Exiting Python Debugger ipdb

Question:

I use ipdb fairly often in a way to just jump to a piece of code that is isolated i.e. it is hard to write a real script that uses it. Instead I write a minimal test case with mocking and jump into it.

Exemplary for the workflow:

def func():
   ...
   import ipdb
   ipdb.set_trace()
   ...

def test_case():
    ...
    func()
    ...

Then, invoke

py.test test_file.py -s -k test_case

Now, usually I just check one variable or two, and then want to quit. Change the code and do it over again.

How do I quit? The manual says q quits the debugger. It doesn’t (really). You have to quit a few times before the debugger actually terminates. The same behavior for Ctrl-C and Ctrl-D (with the additional frustration that hitting Ctrl-D several times eventually quits the terminal, too).

Is there a smart way to force quit? Is this workflow even sensible?
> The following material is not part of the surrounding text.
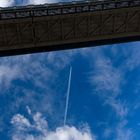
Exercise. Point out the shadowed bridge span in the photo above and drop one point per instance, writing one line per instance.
(51, 27)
What is the standard way to do it?

Asked By: Joachim

||

Answers:

I put the following in my .pdbrc

import os

alias kk os.system('kill -9 %d' % os.getpid())

kk kills the debugger and (the process that trigger the debugger).

Answered By: Joachim

The following worked for me:

import sys
sys.exit()

On newer versions of ipython, as mentioned above and below, this doesn’t work.
In that case,

import os
os._exit(0)

should still do the trick.

Answered By: KDN

It’s the problem with the recent version of IPython 5.1.0. You can check with your environment using the following code:

pip freeze | egrep -i '^i'

It will be resolved by downgraded to IPython==5.0.0.

pip install ipython==5.0.0

That works for me.

Answered By: Scofield77

As mentioned in another answer, this was a bug in IPython 5.1. It was fixed in this pull request and is no longer an issue from IPython 5.2 and onwards. You can now use q, quit(), or Ctrl+d to exit the debugger.

Answered By: joelostblom

Sloppy but effective way is to set monkey patch ipdb.set_trace = lambda:0, then every subsequent time ipdb.set_trace is hit it will do nothing and return to the calling function. So you won’t have to type q any more.

Answered By: JnBrymn

I’ve found these solutions only succeed in breaking your kernel, and then you have to restart and load everything again.

The problem I was having was in a for loop q will just proceed to the next iteration instead of quitting out of the loop. Eventually I figured out it only happens if your for loop is in a try statement. Remove the try and you can quit out of the debugger again without it continuing the for loop.